Cela signifiait qu’à la fièvre des bois allait succéder la fièvre des marais ; que, très probablement, on allait semer de cadavres ce désert d’eau et de vase ; que, si l’on s’égarait une heure seulement en dehors du bras principal de la rivière des Gazelles, c’était la mort pour tous.

Et une erreur est facile avec un cours d’eau qui se divise en deux cents, trois cents, six cents, mille bras ; qui se mêle, se confond avec vingt autres rivières, pour s’en séparer plus loin, puis les rejoindre encore.

Toutes les probabilités étaient pour l’enlisement, la disparition de la mission.

Cependant le chef avait dit sans phrases, avec cet héroïsme tranquille du soldat de race.

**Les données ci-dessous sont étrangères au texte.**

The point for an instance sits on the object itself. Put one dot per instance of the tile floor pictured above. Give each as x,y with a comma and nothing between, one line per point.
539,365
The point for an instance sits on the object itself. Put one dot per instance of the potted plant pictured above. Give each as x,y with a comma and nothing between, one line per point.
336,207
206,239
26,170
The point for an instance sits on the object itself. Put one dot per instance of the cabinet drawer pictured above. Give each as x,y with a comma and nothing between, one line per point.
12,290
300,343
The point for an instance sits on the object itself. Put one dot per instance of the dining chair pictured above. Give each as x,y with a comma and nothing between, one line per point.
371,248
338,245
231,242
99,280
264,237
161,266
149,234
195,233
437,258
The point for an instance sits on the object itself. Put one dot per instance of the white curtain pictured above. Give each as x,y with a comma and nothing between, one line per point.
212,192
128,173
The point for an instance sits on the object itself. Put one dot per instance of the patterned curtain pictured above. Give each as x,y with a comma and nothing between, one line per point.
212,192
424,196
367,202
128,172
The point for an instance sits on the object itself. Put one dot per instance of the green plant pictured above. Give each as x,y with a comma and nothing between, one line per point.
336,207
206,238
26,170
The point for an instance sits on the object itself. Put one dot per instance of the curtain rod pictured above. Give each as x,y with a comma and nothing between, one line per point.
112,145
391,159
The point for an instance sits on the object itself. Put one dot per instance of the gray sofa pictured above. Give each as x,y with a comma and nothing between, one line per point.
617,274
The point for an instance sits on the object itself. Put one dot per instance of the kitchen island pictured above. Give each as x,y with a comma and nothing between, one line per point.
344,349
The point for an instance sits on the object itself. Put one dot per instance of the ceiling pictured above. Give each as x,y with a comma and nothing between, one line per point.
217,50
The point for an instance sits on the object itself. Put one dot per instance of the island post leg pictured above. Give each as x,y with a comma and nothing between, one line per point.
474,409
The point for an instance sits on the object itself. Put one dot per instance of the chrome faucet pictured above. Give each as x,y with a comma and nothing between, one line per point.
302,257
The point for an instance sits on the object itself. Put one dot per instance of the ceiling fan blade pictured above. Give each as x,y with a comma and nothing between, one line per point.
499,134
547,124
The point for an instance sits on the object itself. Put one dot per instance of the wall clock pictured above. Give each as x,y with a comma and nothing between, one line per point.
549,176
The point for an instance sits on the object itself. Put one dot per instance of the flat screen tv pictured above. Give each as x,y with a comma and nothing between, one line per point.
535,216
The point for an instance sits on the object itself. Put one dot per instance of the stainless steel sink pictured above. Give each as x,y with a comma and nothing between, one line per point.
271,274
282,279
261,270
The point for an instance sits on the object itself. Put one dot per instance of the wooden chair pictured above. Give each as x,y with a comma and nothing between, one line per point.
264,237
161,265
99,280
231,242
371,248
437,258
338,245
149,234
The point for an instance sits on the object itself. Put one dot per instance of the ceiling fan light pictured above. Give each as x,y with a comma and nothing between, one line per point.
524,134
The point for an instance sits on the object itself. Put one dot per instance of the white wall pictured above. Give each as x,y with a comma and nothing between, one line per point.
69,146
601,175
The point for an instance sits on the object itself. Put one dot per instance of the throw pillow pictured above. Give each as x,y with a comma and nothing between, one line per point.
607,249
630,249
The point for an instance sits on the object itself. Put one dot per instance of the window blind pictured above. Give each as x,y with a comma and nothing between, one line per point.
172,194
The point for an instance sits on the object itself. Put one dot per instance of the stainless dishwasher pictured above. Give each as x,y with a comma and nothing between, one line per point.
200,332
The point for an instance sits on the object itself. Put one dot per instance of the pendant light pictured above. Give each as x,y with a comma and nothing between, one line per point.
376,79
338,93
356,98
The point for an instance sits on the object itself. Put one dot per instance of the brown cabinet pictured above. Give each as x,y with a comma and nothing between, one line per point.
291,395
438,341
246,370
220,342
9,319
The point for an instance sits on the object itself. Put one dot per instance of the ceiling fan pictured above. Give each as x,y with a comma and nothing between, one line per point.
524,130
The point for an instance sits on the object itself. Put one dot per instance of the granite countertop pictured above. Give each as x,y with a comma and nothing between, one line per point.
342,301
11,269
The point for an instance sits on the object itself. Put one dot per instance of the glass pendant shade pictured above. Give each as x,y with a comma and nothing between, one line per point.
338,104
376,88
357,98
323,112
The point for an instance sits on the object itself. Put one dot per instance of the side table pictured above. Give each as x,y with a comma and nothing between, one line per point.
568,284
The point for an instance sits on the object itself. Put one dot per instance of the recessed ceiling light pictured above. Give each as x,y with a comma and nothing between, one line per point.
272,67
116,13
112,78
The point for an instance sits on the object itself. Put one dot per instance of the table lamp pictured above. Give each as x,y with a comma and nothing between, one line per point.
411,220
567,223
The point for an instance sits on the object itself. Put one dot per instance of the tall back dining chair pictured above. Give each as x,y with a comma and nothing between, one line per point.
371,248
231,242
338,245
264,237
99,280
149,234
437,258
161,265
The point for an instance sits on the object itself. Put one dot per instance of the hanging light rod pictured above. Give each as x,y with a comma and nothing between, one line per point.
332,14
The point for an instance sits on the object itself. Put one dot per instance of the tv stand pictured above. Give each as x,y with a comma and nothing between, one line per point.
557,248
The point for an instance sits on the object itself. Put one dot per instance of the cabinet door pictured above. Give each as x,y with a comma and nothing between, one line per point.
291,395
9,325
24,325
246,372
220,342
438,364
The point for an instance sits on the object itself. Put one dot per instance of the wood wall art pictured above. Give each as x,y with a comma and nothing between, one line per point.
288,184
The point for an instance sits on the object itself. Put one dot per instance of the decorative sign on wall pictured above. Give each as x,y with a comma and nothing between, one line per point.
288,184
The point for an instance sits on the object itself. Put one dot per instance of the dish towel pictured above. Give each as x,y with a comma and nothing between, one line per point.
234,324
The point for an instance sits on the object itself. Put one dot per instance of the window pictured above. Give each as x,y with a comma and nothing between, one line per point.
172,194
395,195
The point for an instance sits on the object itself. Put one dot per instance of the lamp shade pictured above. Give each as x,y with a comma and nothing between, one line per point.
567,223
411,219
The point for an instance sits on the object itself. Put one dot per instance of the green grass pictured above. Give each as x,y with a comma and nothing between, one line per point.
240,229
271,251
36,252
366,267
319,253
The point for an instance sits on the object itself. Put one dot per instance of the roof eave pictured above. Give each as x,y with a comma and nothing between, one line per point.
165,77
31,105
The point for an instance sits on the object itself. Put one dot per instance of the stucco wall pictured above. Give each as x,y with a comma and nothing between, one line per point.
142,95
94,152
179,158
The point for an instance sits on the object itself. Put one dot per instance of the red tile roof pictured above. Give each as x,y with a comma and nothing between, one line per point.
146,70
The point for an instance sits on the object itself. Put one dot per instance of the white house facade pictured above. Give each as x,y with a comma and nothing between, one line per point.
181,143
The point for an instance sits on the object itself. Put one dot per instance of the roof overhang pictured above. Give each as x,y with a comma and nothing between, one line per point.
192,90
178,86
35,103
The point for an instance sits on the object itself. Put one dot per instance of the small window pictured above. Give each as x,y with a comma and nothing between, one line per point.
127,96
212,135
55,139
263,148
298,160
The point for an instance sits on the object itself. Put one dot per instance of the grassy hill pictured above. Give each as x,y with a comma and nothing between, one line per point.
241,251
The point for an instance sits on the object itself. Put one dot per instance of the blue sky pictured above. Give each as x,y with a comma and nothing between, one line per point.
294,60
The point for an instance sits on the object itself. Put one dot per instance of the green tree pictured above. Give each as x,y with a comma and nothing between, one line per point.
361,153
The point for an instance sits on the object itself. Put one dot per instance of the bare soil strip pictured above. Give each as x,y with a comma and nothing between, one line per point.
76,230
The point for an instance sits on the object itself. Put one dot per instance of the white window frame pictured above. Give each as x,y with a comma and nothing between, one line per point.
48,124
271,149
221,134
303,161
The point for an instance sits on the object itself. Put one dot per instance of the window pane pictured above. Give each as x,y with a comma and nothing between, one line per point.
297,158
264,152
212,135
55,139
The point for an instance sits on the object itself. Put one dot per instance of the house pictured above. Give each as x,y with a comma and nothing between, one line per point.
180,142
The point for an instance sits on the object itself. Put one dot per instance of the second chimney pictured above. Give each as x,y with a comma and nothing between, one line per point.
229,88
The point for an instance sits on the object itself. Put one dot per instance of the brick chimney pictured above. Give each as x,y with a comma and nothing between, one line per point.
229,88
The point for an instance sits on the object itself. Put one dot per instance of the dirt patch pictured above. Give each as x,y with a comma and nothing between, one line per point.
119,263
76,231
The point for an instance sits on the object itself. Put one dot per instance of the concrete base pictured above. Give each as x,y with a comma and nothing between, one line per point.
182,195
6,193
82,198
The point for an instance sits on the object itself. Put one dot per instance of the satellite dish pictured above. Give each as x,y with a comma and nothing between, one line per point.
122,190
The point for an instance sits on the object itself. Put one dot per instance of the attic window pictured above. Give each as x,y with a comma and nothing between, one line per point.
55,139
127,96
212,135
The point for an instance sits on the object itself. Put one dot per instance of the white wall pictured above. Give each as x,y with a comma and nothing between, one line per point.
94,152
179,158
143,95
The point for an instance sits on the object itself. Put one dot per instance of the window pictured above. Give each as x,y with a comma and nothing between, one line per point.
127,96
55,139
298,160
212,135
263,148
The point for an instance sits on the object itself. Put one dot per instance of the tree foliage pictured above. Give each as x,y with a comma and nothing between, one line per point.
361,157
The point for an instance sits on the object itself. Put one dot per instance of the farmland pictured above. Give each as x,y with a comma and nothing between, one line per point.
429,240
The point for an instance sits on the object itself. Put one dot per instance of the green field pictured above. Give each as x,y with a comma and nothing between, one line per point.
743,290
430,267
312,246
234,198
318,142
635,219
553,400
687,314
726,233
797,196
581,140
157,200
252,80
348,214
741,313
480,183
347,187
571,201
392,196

— Le chemin commode nous est fermé, prenons l’autre.

Pas un n’hésita.

Tous répondirent par un murmure admiratif et, gagnés par la contagion, grisés d’une folie généreuse, ils se levèrent en criant :

— Va pour le Bahr-el-Ghazal.

Le commandant Marchand avait craint peut-être de rencontrer, non des résistances — tous ces officiers avaient un sentiment trop vif du devoir professionnel pour résister — mais tout au moins de l’hésitation.

L’enthousiasme de ses compagnons l’émut profondément.

Son visage calme se colora un peu, il y eut sur ses yeux comme une buée humide.

Il serra les mains à la ronde, avec ces seuls mots :

— Mes chers amis !

Mais le ton dont il les prononça fit courir un frisson sur l’épiderme de ceux qui l’écoutaient.

Il avait tout exprimé dans ces paroles. Tout.

Le sacrifice au pays, au drapeau ; la reconnaissance aux fidèles collaborateurs rangés à ses côtés ; la nécessité de se serrer les uns contre les autres pour passer.

Il y avait aussi comme en engagement tacite, solennel et terrible.

— Votre existence à moi ; mon existence à vous.

Les sous-officiers européens furent instruits à leur tour.

Pas plus que leurs chefs ces braves n’hésitèrent.